Whilst each of us will have different ideas of what makes up the perfect home, it is important for all prospective home buyers to consider the ‘must have’ and ‘can compromise’ features they are looking for, including:

  • Yard size
    If building, consider the size of your home and positioning of this. Are you aware of the possible rezoning in future? Consider how this may impact the position of your home. Do you have any pets that need to access a large yard?
  • Exterior
    Whilst the exterior is able to be renovated, consider the cost of both money and time to complete this job. Have you allocated money to change the landscaping if required? Don’t forget to factor in the amount of time required to maintain the garden / lawn.
  • Bedrooms
    Measure the size of each bedroom and consider the current and future use. Are there built in robes or space to fit in drawers? Where are the bedrooms located within the house in comparison to family / TV rooms?
  • Bathroom
    Are there enough bathrooms for the number of bedrooms and people living in the home? Do any of these need to be renovated? Bathrooms and kitchens are typically the worst offenders for renovation costs.
  • Kitchen
    Consider the location, layout, and size of the kitchen. Is there enough storage space for your items? Where will you fit your fridge, microwave, and any other regularly accessed appliances?
  • Orientation of the home.
    The orientation of the home can have a major impact on natural lighting and energy required to maintain a comfortable temperature in the home.
  • Heating and cooling systems

 If purchasing an existing home, inspect the following areas of the home:

  • Ceilings - check for sagging.
  • Water damage or leaks - look inside cabinets (particularly in wet areas), check bedrooms and bathrooms for mould.
  • Walls - both internal and external walls should be checked for large cracks and internal walls need to be reviewed for fine cracks.
  • External roof lines - ensure these are straight and free from deflections.
  • Roof gutters and downpipes - check for rust and evidence of past flooding or excess water flow.
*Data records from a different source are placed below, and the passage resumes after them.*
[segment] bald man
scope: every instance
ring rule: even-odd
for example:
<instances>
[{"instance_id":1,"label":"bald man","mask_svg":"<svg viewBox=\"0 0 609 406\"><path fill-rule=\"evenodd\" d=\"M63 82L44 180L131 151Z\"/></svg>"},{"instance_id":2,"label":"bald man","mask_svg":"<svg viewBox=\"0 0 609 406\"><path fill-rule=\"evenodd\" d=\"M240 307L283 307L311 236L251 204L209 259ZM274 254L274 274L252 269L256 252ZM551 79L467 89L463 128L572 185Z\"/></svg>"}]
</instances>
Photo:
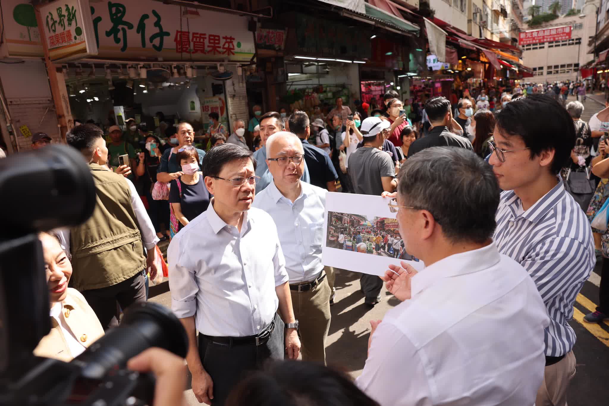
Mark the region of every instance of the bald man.
<instances>
[{"instance_id":1,"label":"bald man","mask_svg":"<svg viewBox=\"0 0 609 406\"><path fill-rule=\"evenodd\" d=\"M277 226L298 320L302 359L326 362L331 289L322 264L326 191L301 180L304 152L300 139L281 131L266 140L266 163L273 181L256 194L254 207Z\"/></svg>"}]
</instances>

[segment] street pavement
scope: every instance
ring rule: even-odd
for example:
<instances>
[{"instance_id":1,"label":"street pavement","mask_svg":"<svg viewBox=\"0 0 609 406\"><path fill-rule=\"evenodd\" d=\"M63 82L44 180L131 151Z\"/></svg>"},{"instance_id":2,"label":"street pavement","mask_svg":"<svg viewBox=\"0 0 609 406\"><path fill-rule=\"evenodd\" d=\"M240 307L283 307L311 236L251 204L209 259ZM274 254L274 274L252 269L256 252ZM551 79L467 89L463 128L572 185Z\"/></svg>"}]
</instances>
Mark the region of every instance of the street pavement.
<instances>
[{"instance_id":1,"label":"street pavement","mask_svg":"<svg viewBox=\"0 0 609 406\"><path fill-rule=\"evenodd\" d=\"M574 99L570 97L568 101ZM584 103L582 118L587 121L602 110L604 107L602 100L602 95L589 96ZM162 243L161 249L164 252L167 243ZM336 296L335 304L331 307L332 321L326 348L328 365L346 370L354 377L361 374L365 362L370 321L382 319L389 309L400 303L383 287L380 303L374 307L365 304L364 295L359 290L361 275L344 270L336 272ZM573 350L577 358L577 373L569 388L569 406L609 404L609 385L607 385L609 382L609 321L591 324L583 320L584 315L595 310L600 281L599 260L577 296L574 318L569 322L577 336ZM151 286L150 293L151 301L171 307L171 297L166 281ZM407 379L407 377L401 377ZM188 385L189 388L189 377ZM187 390L185 394L189 405L200 404L191 390Z\"/></svg>"}]
</instances>

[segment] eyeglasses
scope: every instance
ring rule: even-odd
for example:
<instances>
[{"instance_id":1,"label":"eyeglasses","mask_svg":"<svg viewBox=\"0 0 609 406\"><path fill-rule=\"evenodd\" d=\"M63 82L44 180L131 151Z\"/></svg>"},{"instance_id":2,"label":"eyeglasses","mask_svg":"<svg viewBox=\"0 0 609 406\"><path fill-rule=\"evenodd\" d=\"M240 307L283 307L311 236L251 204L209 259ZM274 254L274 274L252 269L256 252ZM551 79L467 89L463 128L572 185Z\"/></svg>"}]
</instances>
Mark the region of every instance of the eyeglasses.
<instances>
[{"instance_id":1,"label":"eyeglasses","mask_svg":"<svg viewBox=\"0 0 609 406\"><path fill-rule=\"evenodd\" d=\"M487 141L487 142L488 143L488 149L491 151L491 155L492 155L493 152L496 153L497 158L499 159L500 162L505 162L505 153L506 152L514 152L515 151L523 151L526 149L530 149L528 147L527 148L520 148L518 149L512 149L512 150L503 149L502 148L499 148L499 147L496 145L495 141L491 141L489 140Z\"/></svg>"},{"instance_id":2,"label":"eyeglasses","mask_svg":"<svg viewBox=\"0 0 609 406\"><path fill-rule=\"evenodd\" d=\"M269 161L276 161L277 164L280 166L286 166L290 161L294 163L295 165L300 165L304 158L304 155L294 155L294 156L282 156L281 158L269 158Z\"/></svg>"},{"instance_id":3,"label":"eyeglasses","mask_svg":"<svg viewBox=\"0 0 609 406\"><path fill-rule=\"evenodd\" d=\"M397 213L398 210L400 209L400 208L402 208L403 209L414 209L415 210L418 209L417 209L417 208L412 207L412 206L400 206L400 205L398 204L398 200L395 197L392 200L389 200L389 203L388 203L387 205L389 206L389 211L390 211L392 213Z\"/></svg>"},{"instance_id":4,"label":"eyeglasses","mask_svg":"<svg viewBox=\"0 0 609 406\"><path fill-rule=\"evenodd\" d=\"M258 183L258 181L260 180L260 177L252 176L249 178L244 178L243 177L239 177L238 178L234 178L233 179L225 179L224 178L220 178L220 177L211 177L212 178L215 178L216 179L222 179L222 180L227 180L233 184L233 186L235 187L241 187L245 184L245 182L248 182L250 184L256 184Z\"/></svg>"}]
</instances>

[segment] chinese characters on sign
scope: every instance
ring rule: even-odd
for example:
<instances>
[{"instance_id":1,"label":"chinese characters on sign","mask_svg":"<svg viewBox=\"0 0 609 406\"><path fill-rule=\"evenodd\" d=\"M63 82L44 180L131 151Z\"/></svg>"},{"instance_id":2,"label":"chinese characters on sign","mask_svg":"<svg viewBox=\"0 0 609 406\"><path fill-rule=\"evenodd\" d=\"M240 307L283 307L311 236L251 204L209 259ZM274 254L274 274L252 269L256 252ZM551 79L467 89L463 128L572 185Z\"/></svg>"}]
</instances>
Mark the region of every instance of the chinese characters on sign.
<instances>
[{"instance_id":1,"label":"chinese characters on sign","mask_svg":"<svg viewBox=\"0 0 609 406\"><path fill-rule=\"evenodd\" d=\"M286 43L284 30L259 28L256 31L256 44L259 49L283 51Z\"/></svg>"},{"instance_id":2,"label":"chinese characters on sign","mask_svg":"<svg viewBox=\"0 0 609 406\"><path fill-rule=\"evenodd\" d=\"M572 30L571 26L567 26L566 27L521 32L518 35L518 45L523 46L569 40L571 38L571 31Z\"/></svg>"}]
</instances>

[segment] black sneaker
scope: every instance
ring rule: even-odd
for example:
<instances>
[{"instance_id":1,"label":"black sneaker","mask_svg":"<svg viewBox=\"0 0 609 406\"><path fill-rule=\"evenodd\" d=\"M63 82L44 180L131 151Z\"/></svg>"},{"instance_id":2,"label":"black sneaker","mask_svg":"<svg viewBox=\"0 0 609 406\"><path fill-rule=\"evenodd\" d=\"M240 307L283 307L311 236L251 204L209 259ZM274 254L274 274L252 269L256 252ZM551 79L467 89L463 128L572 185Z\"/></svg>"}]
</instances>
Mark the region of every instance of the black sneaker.
<instances>
[{"instance_id":1,"label":"black sneaker","mask_svg":"<svg viewBox=\"0 0 609 406\"><path fill-rule=\"evenodd\" d=\"M583 317L583 321L588 323L600 323L605 319L609 318L604 313L596 310L593 313L588 313Z\"/></svg>"}]
</instances>

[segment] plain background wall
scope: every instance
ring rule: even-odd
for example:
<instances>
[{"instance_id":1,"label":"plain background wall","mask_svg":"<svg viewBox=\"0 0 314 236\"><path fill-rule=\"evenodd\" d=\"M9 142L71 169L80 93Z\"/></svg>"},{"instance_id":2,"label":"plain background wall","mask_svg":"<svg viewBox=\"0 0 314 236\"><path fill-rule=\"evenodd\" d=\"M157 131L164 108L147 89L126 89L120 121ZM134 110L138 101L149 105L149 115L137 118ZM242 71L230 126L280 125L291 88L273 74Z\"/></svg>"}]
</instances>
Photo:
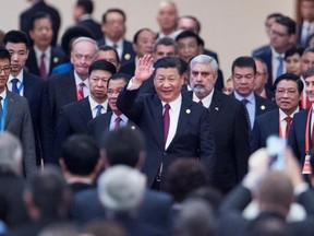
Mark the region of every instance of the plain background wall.
<instances>
[{"instance_id":1,"label":"plain background wall","mask_svg":"<svg viewBox=\"0 0 314 236\"><path fill-rule=\"evenodd\" d=\"M72 9L75 0L46 0L59 9L62 17L62 35L73 24ZM0 28L19 28L20 13L29 7L26 0L0 0ZM108 8L125 11L126 38L141 27L158 31L156 14L159 0L94 0L94 19L100 22ZM294 19L295 0L173 0L179 14L191 14L202 23L201 36L205 47L218 52L225 79L230 75L232 61L243 55L251 55L256 47L267 44L264 21L267 14L281 12Z\"/></svg>"}]
</instances>

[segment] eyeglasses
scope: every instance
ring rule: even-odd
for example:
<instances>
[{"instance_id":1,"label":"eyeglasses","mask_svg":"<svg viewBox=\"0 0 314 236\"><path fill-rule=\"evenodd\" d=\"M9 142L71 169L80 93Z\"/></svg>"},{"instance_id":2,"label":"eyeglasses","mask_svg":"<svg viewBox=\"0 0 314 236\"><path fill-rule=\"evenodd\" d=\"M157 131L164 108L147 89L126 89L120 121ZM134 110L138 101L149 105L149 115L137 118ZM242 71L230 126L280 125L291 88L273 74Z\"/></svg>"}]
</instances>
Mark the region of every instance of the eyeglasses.
<instances>
[{"instance_id":1,"label":"eyeglasses","mask_svg":"<svg viewBox=\"0 0 314 236\"><path fill-rule=\"evenodd\" d=\"M0 68L0 74L2 73L2 71L4 71L4 74L9 74L11 71L11 68L7 67L7 68Z\"/></svg>"}]
</instances>

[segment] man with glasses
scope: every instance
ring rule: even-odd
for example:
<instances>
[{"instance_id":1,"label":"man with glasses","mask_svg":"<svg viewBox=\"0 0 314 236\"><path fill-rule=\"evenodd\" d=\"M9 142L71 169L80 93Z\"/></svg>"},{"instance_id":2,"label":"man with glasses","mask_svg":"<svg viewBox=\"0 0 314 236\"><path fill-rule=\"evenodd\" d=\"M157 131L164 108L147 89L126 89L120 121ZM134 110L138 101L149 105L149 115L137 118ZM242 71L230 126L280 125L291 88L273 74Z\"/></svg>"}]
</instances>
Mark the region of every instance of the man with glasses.
<instances>
[{"instance_id":1,"label":"man with glasses","mask_svg":"<svg viewBox=\"0 0 314 236\"><path fill-rule=\"evenodd\" d=\"M88 37L78 37L72 44L71 62L73 70L52 75L47 83L44 99L44 156L46 162L55 162L55 128L61 107L81 101L89 95L88 68L97 57L98 46Z\"/></svg>"},{"instance_id":2,"label":"man with glasses","mask_svg":"<svg viewBox=\"0 0 314 236\"><path fill-rule=\"evenodd\" d=\"M29 177L37 172L31 111L24 97L7 90L10 71L11 55L0 46L0 132L9 131L21 140L24 175Z\"/></svg>"},{"instance_id":3,"label":"man with glasses","mask_svg":"<svg viewBox=\"0 0 314 236\"><path fill-rule=\"evenodd\" d=\"M252 151L266 146L269 135L288 139L290 125L294 114L299 111L299 102L303 91L303 83L299 76L291 73L281 74L274 84L277 109L270 110L255 119Z\"/></svg>"},{"instance_id":4,"label":"man with glasses","mask_svg":"<svg viewBox=\"0 0 314 236\"><path fill-rule=\"evenodd\" d=\"M295 22L288 17L276 17L271 24L269 46L253 51L254 58L265 61L268 69L268 88L273 87L276 78L286 72L285 52L295 44Z\"/></svg>"}]
</instances>

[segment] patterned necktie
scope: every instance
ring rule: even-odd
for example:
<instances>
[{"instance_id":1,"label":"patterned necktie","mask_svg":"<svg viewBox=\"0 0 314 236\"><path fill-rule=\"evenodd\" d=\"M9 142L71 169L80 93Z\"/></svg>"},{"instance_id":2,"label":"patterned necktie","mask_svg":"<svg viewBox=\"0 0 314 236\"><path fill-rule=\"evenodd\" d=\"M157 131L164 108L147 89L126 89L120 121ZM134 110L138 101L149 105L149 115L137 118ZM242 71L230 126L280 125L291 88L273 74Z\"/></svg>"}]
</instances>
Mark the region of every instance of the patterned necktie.
<instances>
[{"instance_id":1,"label":"patterned necktie","mask_svg":"<svg viewBox=\"0 0 314 236\"><path fill-rule=\"evenodd\" d=\"M170 127L170 115L169 115L170 105L165 104L165 113L164 113L164 138L165 143L167 142L169 127Z\"/></svg>"},{"instance_id":2,"label":"patterned necktie","mask_svg":"<svg viewBox=\"0 0 314 236\"><path fill-rule=\"evenodd\" d=\"M19 82L19 80L16 78L14 78L11 81L11 83L12 83L12 92L16 93L16 94L20 94L19 88L17 88L17 82Z\"/></svg>"},{"instance_id":3,"label":"patterned necktie","mask_svg":"<svg viewBox=\"0 0 314 236\"><path fill-rule=\"evenodd\" d=\"M286 117L285 120L287 122L287 126L286 126L286 139L288 139L292 118L291 117Z\"/></svg>"},{"instance_id":4,"label":"patterned necktie","mask_svg":"<svg viewBox=\"0 0 314 236\"><path fill-rule=\"evenodd\" d=\"M120 122L121 122L121 117L117 117L116 120L114 120L114 130L118 130L120 129Z\"/></svg>"},{"instance_id":5,"label":"patterned necktie","mask_svg":"<svg viewBox=\"0 0 314 236\"><path fill-rule=\"evenodd\" d=\"M102 109L102 105L97 105L97 113L96 113L96 117L101 115L101 109Z\"/></svg>"},{"instance_id":6,"label":"patterned necktie","mask_svg":"<svg viewBox=\"0 0 314 236\"><path fill-rule=\"evenodd\" d=\"M246 98L244 98L241 102L243 103L243 106L244 106L244 109L245 109L246 122L247 122L249 130L251 130L251 120L250 120L250 115L249 115L249 110L247 110L247 107L246 107L246 104L249 103L249 101Z\"/></svg>"},{"instance_id":7,"label":"patterned necktie","mask_svg":"<svg viewBox=\"0 0 314 236\"><path fill-rule=\"evenodd\" d=\"M77 90L77 101L81 101L84 98L84 86L85 84L82 82L78 84L80 88Z\"/></svg>"},{"instance_id":8,"label":"patterned necktie","mask_svg":"<svg viewBox=\"0 0 314 236\"><path fill-rule=\"evenodd\" d=\"M46 55L45 54L41 54L41 57L40 57L40 67L39 67L39 73L40 73L40 76L46 80L47 79L47 69L46 69L46 63L45 63L45 57Z\"/></svg>"}]
</instances>

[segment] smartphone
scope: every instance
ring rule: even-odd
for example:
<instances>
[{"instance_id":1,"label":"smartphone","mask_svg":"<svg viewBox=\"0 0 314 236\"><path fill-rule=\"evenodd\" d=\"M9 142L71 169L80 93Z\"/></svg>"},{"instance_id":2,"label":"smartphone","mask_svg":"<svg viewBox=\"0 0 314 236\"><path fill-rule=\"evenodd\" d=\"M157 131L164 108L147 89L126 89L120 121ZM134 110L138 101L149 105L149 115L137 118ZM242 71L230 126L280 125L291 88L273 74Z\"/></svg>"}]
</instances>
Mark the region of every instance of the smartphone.
<instances>
[{"instance_id":1,"label":"smartphone","mask_svg":"<svg viewBox=\"0 0 314 236\"><path fill-rule=\"evenodd\" d=\"M286 139L277 135L270 135L266 140L266 150L269 155L269 168L274 170L282 170L286 165Z\"/></svg>"}]
</instances>

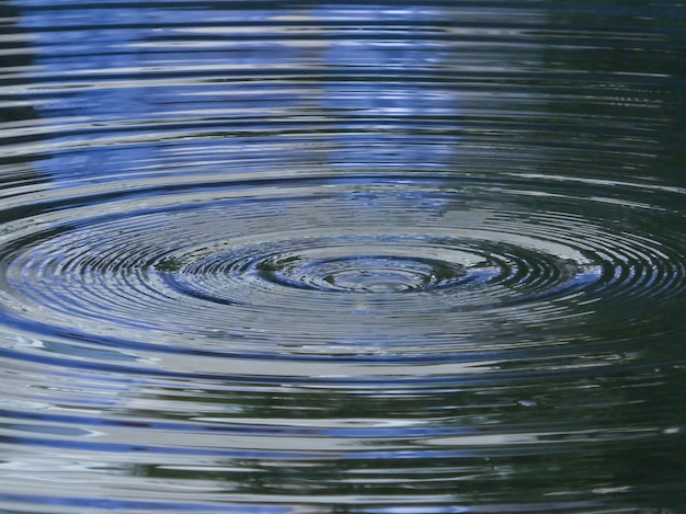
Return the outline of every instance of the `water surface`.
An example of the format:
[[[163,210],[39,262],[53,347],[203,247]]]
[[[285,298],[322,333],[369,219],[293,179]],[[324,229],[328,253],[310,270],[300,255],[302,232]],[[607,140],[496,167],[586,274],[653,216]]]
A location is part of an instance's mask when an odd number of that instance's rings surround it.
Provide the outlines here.
[[[0,24],[3,513],[684,512],[685,4]]]

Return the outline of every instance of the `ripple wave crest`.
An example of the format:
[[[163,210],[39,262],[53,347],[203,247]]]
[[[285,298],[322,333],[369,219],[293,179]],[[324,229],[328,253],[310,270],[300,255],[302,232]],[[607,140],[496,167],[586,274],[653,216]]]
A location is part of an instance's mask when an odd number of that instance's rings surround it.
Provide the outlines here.
[[[686,11],[610,4],[0,3],[0,511],[681,512]]]

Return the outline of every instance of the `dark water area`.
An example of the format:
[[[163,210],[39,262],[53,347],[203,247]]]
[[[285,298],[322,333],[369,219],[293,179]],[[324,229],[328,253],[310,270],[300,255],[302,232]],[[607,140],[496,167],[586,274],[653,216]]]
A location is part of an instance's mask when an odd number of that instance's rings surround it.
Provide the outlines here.
[[[684,2],[0,0],[0,512],[686,512],[685,255]]]

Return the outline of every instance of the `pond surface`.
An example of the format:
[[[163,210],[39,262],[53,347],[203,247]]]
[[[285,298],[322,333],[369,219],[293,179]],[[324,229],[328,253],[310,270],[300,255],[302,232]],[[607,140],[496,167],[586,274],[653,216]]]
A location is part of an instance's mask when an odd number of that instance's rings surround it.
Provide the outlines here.
[[[0,511],[686,512],[686,4],[0,1]]]

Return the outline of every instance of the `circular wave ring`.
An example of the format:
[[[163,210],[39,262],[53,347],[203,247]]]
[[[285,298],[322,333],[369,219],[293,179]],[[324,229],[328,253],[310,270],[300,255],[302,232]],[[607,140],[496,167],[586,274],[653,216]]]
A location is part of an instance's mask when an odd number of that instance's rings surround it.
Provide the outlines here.
[[[578,322],[593,313],[579,306],[599,298],[684,288],[678,249],[557,201],[537,213],[485,187],[469,201],[426,186],[331,190],[168,194],[150,209],[122,199],[78,222],[79,209],[64,209],[0,255],[3,301],[20,322],[174,347],[320,353],[381,341],[387,354],[420,343],[441,354]]]

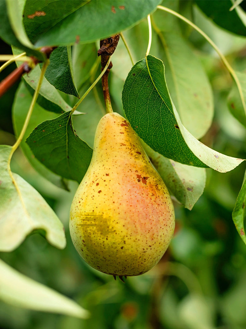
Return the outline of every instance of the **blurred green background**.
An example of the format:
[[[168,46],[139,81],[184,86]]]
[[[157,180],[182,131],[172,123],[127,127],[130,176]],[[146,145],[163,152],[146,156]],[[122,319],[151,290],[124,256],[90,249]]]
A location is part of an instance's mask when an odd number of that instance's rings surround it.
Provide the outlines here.
[[[200,55],[215,98],[213,123],[202,141],[222,153],[245,159],[245,130],[227,107],[231,79],[203,40],[192,34],[190,38],[200,49],[203,47]],[[246,72],[246,45],[229,47],[226,38],[225,43],[220,40],[234,67]],[[11,53],[2,42],[0,48],[2,53]],[[0,80],[14,67],[13,64],[0,73]],[[15,140],[11,108],[18,85],[0,99],[1,144],[12,145]],[[167,251],[151,270],[129,277],[125,283],[87,266],[72,245],[68,218],[77,184],[71,182],[70,192],[52,185],[35,171],[20,149],[14,155],[11,167],[54,209],[65,226],[67,245],[59,250],[34,233],[14,252],[0,253],[0,258],[75,300],[89,310],[91,316],[81,320],[29,311],[0,301],[1,329],[246,328],[246,246],[232,219],[244,163],[225,174],[207,169],[204,193],[191,211],[174,200],[176,227]]]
If purchasing a new home, consider:

9. Who to build with

Look at and gather information about their display homes, ask for recommendations from family and friends, and search for online reviews. For those interested in builders trained in sustainable practices, look for companies that have completed training with the Master Builders Association (MBA) and Housing Industry Association (HIA).

10. What is included in the building costs
Ask questions and document information about the included building specifications. What fittings and fixtures are provided and which works are completed? If the items included are not what you desire, ask about the cost of upgrades or credit received if removed from the contract to consider the cheapest option; changing the selections through the builder or looking for cheaper providers or sales for items such as blinds, floor coverings, and shelving.